While I don’t disagree with any of those things, you need to step back and think about what it means when a client asks you to throw something in.
It’s about client education
Some clients out there work in industries where they do throw in little things regularly.
They also account for that in their pricing all around. So that little thing that was thrown in actually raises the cost of all the rest of the items on the bill.
Usually they don’t have experience in the web industry and they expect it to work the same.
It doesn’t and we don’t throw things in, especially for first time clients.
You don’t know if they’re ‘awesome’ clients yet.
A music venue
I have worked on the site for a music venue in the US for years. I think they were my first ‘big’ client and they continue to bring in around 10% of my income each year.
They are easy to work with and understand technical issues as they arise.
A while ago they had to let a staff member go and needed to change all the passwords on everything that the staff member had access to.
On Saturday, when I usually would be charging weekend/rush rates.
Because I’ve worked with them for years I stopped everything I was doing and helped them and I didn’t charge rush rates.
I did charge my normal rates, but not rush and they were happy for my help.
They have never expected things ‘thrown’ in, so I really don’t mind going the extra mile for them which is essentially what throwing things in is.
It’s about client value
When a client asks you to throw something in, it reveals how much they value the feature.
It tells you they don’t value the feature at all.

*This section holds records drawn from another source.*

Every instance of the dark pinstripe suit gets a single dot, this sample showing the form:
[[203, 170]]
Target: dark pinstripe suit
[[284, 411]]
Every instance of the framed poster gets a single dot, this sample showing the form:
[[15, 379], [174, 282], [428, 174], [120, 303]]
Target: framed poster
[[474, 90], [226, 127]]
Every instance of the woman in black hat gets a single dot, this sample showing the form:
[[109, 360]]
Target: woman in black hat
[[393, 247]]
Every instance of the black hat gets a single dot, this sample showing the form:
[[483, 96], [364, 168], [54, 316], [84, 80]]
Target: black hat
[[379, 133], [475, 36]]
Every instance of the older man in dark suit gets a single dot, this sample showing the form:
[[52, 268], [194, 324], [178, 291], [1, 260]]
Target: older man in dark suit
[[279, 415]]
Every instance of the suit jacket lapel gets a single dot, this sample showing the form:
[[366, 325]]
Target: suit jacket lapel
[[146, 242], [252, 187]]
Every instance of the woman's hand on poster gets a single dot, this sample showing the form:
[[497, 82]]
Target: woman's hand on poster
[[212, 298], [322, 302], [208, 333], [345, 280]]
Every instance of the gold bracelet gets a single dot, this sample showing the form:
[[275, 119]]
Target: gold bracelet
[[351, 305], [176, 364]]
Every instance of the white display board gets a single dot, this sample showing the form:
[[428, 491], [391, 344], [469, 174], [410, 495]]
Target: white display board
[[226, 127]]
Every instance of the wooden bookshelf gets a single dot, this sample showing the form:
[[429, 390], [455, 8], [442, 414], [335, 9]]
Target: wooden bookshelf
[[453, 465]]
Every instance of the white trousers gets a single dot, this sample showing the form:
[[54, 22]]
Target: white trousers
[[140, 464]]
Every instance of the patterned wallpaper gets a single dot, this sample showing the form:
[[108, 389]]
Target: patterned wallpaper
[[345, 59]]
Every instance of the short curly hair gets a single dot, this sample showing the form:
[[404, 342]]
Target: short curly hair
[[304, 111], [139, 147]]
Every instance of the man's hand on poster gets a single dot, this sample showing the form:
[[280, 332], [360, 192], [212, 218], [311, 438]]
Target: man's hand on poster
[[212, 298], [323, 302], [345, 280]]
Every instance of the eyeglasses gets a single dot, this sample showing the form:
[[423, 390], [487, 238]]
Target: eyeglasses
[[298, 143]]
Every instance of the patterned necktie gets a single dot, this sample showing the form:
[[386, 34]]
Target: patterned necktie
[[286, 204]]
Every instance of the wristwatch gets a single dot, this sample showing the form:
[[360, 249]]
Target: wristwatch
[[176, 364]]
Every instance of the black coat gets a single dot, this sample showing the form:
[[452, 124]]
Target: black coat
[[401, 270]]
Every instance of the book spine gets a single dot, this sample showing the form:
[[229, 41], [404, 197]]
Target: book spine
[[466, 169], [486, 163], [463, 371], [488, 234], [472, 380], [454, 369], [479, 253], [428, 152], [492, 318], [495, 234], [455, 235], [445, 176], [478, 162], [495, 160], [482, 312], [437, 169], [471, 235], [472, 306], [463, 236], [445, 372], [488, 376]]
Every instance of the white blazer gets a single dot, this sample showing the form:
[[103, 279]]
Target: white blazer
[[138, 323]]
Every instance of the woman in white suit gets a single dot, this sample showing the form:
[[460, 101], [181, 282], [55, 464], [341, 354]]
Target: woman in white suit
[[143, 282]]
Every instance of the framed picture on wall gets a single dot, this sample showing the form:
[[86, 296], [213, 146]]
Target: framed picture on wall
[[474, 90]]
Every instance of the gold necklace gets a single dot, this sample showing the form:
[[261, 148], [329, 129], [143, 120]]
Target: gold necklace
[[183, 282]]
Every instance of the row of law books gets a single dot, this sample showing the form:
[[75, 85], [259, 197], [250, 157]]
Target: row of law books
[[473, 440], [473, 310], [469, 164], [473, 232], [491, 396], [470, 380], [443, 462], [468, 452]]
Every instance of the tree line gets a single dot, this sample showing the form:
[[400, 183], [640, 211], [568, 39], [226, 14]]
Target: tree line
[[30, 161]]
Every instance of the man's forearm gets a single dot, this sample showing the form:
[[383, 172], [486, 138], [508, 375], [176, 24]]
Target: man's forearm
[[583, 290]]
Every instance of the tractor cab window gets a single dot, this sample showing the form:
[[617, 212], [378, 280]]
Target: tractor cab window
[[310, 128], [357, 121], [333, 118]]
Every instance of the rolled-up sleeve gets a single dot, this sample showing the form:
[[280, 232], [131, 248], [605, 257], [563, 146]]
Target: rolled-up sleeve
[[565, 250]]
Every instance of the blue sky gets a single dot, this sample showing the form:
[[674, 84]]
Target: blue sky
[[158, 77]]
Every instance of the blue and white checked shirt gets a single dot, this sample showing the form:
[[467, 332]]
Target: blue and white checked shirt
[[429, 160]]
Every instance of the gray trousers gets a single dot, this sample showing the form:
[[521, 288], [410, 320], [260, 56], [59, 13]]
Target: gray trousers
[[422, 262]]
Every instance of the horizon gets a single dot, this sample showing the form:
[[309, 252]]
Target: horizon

They don’t know how it’s going to make them more money or save them time.
It’s not something that external or internal people have been asking for and is a major pain point.
It’s just a way for them to feel like they got some ‘extra’ out of you.
If it was really something that they valued they wouldn’t ask for it to be thrown in because it’s small. They’d ask if it was included in scope and if not, what would it cost to get it done.
It would be important enough to make sure it was in, even if it cost money.
That feature they want, doesn’t even matter to them outside of a moral victory. It’s entirely useless and a waste of everyone’s time all around.
I don’t throw things in for all the reasons you expected at the top.
More importantly, because my client doesn’t even value it and I do things of value.